What drives her to continue to speak up for science, even from retirement, is a deep passion for reason and scientific advancement. She despairs at what she describes as "the end of the age of enlightenment," as alternative medicines and a general scepticism around scientific endeavour gain favour in the broader community.
"When I go and visit laboratories here at the University of Wollongong or around the world, I see young people turned on by what they're doing and loving every moment and working very hard simply because they enjoy doing what they're doing.
"The practitioners have not lost enthusiasm for science, but the population has, and that's because for several hundred years we've lived in what we call the Age of Enlightenment, when reason prevails, but now reason no longer prevails. About half the population, in most countries, think any notion is just as valid and any other notion, whether or not there's reason behind it," she says.
Ogilvie argues the ease with which society can access the benefits of rapidly advancing technology has led people to expect rapid advances in every field, and to become disillusioned when results are not forthcoming.
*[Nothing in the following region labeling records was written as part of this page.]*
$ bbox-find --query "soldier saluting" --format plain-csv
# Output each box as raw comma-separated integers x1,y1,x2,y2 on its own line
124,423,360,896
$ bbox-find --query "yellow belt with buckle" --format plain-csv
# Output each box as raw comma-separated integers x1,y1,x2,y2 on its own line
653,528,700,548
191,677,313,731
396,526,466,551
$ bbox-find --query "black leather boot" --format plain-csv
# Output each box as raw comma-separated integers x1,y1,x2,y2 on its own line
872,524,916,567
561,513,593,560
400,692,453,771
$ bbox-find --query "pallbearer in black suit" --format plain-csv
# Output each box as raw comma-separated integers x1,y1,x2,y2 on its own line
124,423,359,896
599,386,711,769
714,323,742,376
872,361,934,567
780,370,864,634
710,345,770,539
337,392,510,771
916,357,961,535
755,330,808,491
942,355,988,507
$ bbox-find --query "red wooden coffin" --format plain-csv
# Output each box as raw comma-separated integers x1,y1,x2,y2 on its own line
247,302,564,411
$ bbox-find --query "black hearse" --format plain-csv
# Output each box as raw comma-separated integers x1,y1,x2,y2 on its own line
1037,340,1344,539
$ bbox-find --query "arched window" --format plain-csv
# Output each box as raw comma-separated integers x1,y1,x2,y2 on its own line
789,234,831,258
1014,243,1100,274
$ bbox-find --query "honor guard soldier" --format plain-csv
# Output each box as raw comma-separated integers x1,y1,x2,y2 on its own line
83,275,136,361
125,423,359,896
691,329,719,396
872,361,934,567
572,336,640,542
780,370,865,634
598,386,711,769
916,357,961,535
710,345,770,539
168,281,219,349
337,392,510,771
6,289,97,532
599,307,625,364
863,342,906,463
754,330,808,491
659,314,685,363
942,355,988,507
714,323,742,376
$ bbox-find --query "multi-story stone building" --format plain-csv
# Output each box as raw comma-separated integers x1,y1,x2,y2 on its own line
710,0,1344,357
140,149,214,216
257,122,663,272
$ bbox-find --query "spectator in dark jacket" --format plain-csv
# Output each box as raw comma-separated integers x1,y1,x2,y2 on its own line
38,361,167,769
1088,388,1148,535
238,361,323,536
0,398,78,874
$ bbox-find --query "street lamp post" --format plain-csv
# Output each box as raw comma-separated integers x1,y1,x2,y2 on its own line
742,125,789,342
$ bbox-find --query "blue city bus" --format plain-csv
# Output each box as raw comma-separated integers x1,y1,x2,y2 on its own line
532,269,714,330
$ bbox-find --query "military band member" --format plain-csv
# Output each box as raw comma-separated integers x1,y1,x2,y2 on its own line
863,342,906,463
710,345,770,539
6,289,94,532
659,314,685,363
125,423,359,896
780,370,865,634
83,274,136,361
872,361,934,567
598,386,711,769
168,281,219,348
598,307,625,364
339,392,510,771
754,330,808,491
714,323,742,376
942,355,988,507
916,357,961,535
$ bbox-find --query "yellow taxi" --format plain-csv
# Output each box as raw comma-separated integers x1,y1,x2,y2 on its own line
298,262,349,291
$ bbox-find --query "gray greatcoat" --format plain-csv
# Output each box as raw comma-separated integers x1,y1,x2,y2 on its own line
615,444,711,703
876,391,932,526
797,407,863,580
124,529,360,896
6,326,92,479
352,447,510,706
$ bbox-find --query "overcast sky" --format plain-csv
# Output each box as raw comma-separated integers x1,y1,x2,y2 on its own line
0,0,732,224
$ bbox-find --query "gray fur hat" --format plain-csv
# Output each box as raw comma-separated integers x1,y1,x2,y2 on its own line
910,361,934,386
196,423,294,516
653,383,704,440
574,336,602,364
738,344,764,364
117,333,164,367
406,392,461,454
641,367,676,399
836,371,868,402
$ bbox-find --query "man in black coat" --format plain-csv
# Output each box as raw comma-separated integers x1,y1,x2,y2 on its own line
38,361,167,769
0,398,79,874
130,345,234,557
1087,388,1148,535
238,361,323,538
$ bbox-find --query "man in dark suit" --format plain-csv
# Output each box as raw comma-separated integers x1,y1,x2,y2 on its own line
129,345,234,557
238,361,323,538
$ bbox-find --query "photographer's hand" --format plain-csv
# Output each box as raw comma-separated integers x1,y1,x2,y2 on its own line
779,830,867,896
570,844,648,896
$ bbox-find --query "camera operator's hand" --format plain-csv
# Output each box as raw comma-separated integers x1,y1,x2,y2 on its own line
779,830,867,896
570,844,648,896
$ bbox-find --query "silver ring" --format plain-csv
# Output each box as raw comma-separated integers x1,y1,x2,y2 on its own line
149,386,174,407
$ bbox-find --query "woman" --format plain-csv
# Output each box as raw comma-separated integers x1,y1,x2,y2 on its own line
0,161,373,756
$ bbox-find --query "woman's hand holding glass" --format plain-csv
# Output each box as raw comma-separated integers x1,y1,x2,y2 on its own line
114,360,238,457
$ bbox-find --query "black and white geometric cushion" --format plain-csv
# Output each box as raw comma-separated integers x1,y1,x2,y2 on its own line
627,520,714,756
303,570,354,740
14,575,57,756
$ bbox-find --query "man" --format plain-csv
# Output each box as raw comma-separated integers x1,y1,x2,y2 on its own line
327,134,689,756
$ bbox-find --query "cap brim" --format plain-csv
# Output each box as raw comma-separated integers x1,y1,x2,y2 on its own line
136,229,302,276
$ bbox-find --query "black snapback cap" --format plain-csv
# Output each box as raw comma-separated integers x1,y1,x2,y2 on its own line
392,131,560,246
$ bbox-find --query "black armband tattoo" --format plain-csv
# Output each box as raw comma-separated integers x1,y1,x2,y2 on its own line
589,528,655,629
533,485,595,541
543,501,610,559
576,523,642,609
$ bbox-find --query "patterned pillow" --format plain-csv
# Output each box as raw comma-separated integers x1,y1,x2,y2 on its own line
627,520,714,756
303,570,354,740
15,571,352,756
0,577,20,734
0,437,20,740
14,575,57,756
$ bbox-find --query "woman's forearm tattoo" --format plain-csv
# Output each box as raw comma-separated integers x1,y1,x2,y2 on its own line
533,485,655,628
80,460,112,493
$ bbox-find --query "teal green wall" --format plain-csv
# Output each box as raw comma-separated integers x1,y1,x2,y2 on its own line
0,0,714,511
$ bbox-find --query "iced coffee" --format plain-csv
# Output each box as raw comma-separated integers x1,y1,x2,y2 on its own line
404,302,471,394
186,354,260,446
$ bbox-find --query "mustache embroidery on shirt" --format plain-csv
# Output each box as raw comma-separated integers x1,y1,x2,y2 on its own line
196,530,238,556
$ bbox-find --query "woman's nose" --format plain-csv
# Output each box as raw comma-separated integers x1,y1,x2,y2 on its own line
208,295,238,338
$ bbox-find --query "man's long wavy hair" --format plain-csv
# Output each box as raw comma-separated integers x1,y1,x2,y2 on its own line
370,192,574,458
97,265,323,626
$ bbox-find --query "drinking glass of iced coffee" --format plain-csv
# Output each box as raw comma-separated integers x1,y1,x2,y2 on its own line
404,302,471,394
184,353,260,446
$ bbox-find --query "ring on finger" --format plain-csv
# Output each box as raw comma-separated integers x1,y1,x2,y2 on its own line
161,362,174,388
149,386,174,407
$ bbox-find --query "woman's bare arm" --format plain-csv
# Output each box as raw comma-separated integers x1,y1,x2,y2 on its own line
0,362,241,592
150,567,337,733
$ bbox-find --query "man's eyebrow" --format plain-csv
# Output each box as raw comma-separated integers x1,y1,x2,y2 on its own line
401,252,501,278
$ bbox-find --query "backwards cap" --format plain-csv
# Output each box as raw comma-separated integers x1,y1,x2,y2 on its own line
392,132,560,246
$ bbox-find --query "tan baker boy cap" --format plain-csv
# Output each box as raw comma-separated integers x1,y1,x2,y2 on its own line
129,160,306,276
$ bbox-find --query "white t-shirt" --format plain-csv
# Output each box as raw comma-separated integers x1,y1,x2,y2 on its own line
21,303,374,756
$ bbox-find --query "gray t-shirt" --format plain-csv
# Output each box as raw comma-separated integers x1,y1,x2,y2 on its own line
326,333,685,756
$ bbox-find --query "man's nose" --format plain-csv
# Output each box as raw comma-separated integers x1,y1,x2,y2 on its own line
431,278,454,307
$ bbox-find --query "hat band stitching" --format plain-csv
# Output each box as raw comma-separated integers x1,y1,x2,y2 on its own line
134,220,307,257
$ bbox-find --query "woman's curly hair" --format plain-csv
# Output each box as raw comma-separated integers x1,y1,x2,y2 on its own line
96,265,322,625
"Science has exploded and made life so interesting and so pleasant, but everybody takes it for granted.... Medicine has had so much success with infectious diseases, but it's having a lot of trouble dealing with chronic diseases such as arthritis, many of the mental diseases, cancer; it's not as easy to deal with those. And so I think people think science isn't doing much for us.
"[That's] a complete nonsense. Science is doing a great deal and the fruits of science, whether it's in engineering or medicine or agriculture, people just take it for granted and assume that it will happen."
Ogilvie is harsh in her assessment of the Australian government's investment in science. She says private funding will never be able to sustain the big, expensive but not commercially valuable research that is necessary to continue to grow scientific knowledge.
"You can't run an organisation unless you have an income, and so you can't expect [the private sector] to do much of the fundamental science — it doesn't work. It's got to come from the taxpayer, I'm afraid. Australia is actually very bad at supporting science, considering how rich [the country] is, whatever people in governments say, or the opposition says. It's a relatively extremely rich country, and it puts an extraordinarily low percentage of its GDP into supporting scientific research, at which Australians are very good," she says.
That lack of investment is pushing science into the background, and the achievements and progress made by Australian scientists, who Ogilvie believes are among the very best in the world, are not given the credit they deserve.
Ogilvie cites the example of Elizabeth Blackburn, who in 2009 was the first Australian woman to be awarded a Nobel Prize in Medicine, an achievement that failed to make the front page of some Australian newspapers.
"It's a great pity that the government is always so reluctant to back this aspect of Australian society, and when Australian scientists get a Nobel Prize it turns up on page three not on the front page. It's really odd, but then the national religion is sport," she says.
It is lunchtime, and driving into the center of town with Ogilvie, the beach flies past. "I swim every day," she says, and points out the rock pool. The water is wild, blue-grey and foamy as it beats against the headland. It is making space where there was none before. It is breaking new ground.